Durante uma diária que ocorreu das 18h às 8h, acompanhada pela reportagem de GZH, os membros da produção capricharam nos recursos, que foram instalados rapidamente, mas com muito cuidado. Luzes foram milimetricamente posicionadas fora da residência para criar uma iluminação digna da mais clara das luas cheias dentro do local, onde Thiago Lacerda contracenava no meio de uma sala levemente enfumaçada, criando um ar fantasmagórico. Muito cinematográfico. As suas falas, claro, serão conhecidas apenas quando o longa estrear – nos festivais, isso deve ocorrer no ano que vem. Para o grande público, o lançamento deve se dar em 2024.
Coexistência será um filme de gênero, mesclando drama, fantasia e thriller. Apesar de não ser comum este tipo de empreitada no país, muito menos no Rio Grande do Sul, o diretor Thiago Wodarski não tem medo de encarar o desafio de filmar um longa que tende a ser um ponto de fora da curva.

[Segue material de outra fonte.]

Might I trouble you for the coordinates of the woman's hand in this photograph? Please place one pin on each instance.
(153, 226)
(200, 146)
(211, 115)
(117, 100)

— É o que eu gosto. Não optei por isso. Se eu decidi fazer cinema, foi para fazer o cinema em que eu acredito. Acho que o cinema de horror, no mundo, está vivendo uma era de ouro, com o Jordan Peele, o Ari Aster e o Robert Eggers. E espero que isso se transmita para o cinema nacional. Coexistência bebe um pouco desse tipo de cinema. E eu acho que é uma questão de tempo para a gente começar a acertar e ter uma indústria boa de filme de gênero por aqui — diz.
Lacerda também acredita na visão de Wodarski e, inclusive, foi esta sensação de estar contribuindo para impulsionar algo diferente e "corajoso" que atraiu o ator:
— Me encantou essa ideia de fazer um roteiro que não fosse óbvio, que não é exatamente padrão do cinema brasileiro. E eu acho que todo movimento corajoso merece apoio.
Pelo cinema
Wodarski, que é formado em Administração, até chegou a atuar no ramo, mas a sua paixão, de fato, era o cinema. Tanto é que, dos seus 35 anos de idade, há nove ele se dedica a escrever roteiros. Já emplacou um longa e uma série, mas a sua estreia na direção está ocorrendo neste momento, enquanto trabalha em Coexistência. E, apesar de já começar dirigindo um ator de renome nacional e crianças, ele, que transparece uma tranquilidade ímpar, consegue emanar essa energia para o seu set, que funciona sem estresse. Talvez seja pela devoção à causa.
— Acho que ninguém conseguiu prosperar muito nesses últimos anos, mas acho que é uma questão passageira. É questão de resistir. Mas a gente segue pelo amor, né? É pelo amor. Não tem muito argumento para dar — enfatiza o cineasta. — Esse foi um dos setores mais afetados, talvez o mais, não somente pelo fator da pandemia, já que o cinema é uma área em que não tem como deixar as pessoas isoladas, elas têm que estar próximas, mas também pelo descrédito, não só do governo, mas da população, que começou a ver os artistas quase como inimigos. Uma coisa muito estranha.
Lacerda, ao aceitar integrar o elenco do filme, fez isso também pensando em alavancar o setor:
— Temos essa necessidade de resistir à censura, à repressão, ao autoritarismo, à violência, à ignorância, à estupidez, ao genocídio. E resistir de cena. Resistir realizando. Então, eu me senti não só interessado no roteiro e no convite, mas também me senti convocado pela minha profissão para voltar a trabalhar, tentar encontrar uma maneira de fazer isso. Acho que neste momento é muito importante a gente estar junto, de mãos dadas, contando história.